De meeste geestelijke gezondheidsproblemen ontwikkelen zich tijdens de puberteit en jongvolwassenheid. Jongeren zijn daarenboven bijzonder gevoelig voor bepaalde barrières in de klassieke geestelijke gezondheidszorg. Net daarom kan technologie des te nuttiger zijn voor hen. Veel van de technologieën die met jongeren zijn getest, zijn echter in eerste instantie ontwikkeld voor volwassenen. De Raad beveelt aan om jongeren actief te betrekken bij het ontwerp en de ontwikkeling van digitale interventies.
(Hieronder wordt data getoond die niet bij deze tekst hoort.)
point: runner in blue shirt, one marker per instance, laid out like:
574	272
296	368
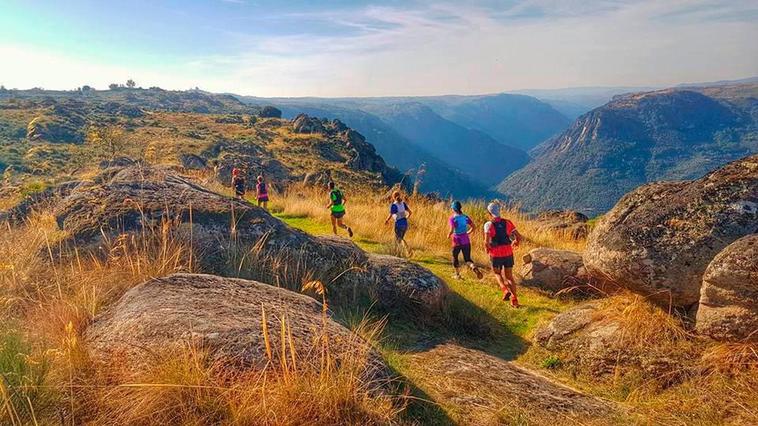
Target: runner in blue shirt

Wat betreft het gebruik van digitale toepassing door ouderen, zijn de onderzoeken inconsistent. De Raad pleit ervoor om meer aandacht te besteden aan inclusie op het gebied van digitale gezondheid, zowel voor oudere patiënten als voor mensen met een lagere sociaaleconomische status of minderheidsgroepen. Ook hier geldt: streef naar inclusion by design en betrek hen van bij het begin.

ONTWIKKELING VAN EEN NATIONAAL KADER EN ACTIEPLAN

Dit nieuwe adviesrapport van de Hoge Gezondheidsraad sluit af met 12 concrete aanbevelingen die voortkomen uit een grondige analyse van de wetenschappelijke literatuur en overleg tussen de experten. Ze richten zich op het opstellen van een nationaal kader voor digitale geestelijke gezondheidszorg, met specifieke aandacht voor kinderen en jongeren. Rekening houdend met de Belgische context, beogen de aanbevelingen de toepassing van digitale oplossingen te bevorderen en zo de toegang tot geestelijke gezondheidszorg te verbeteren.”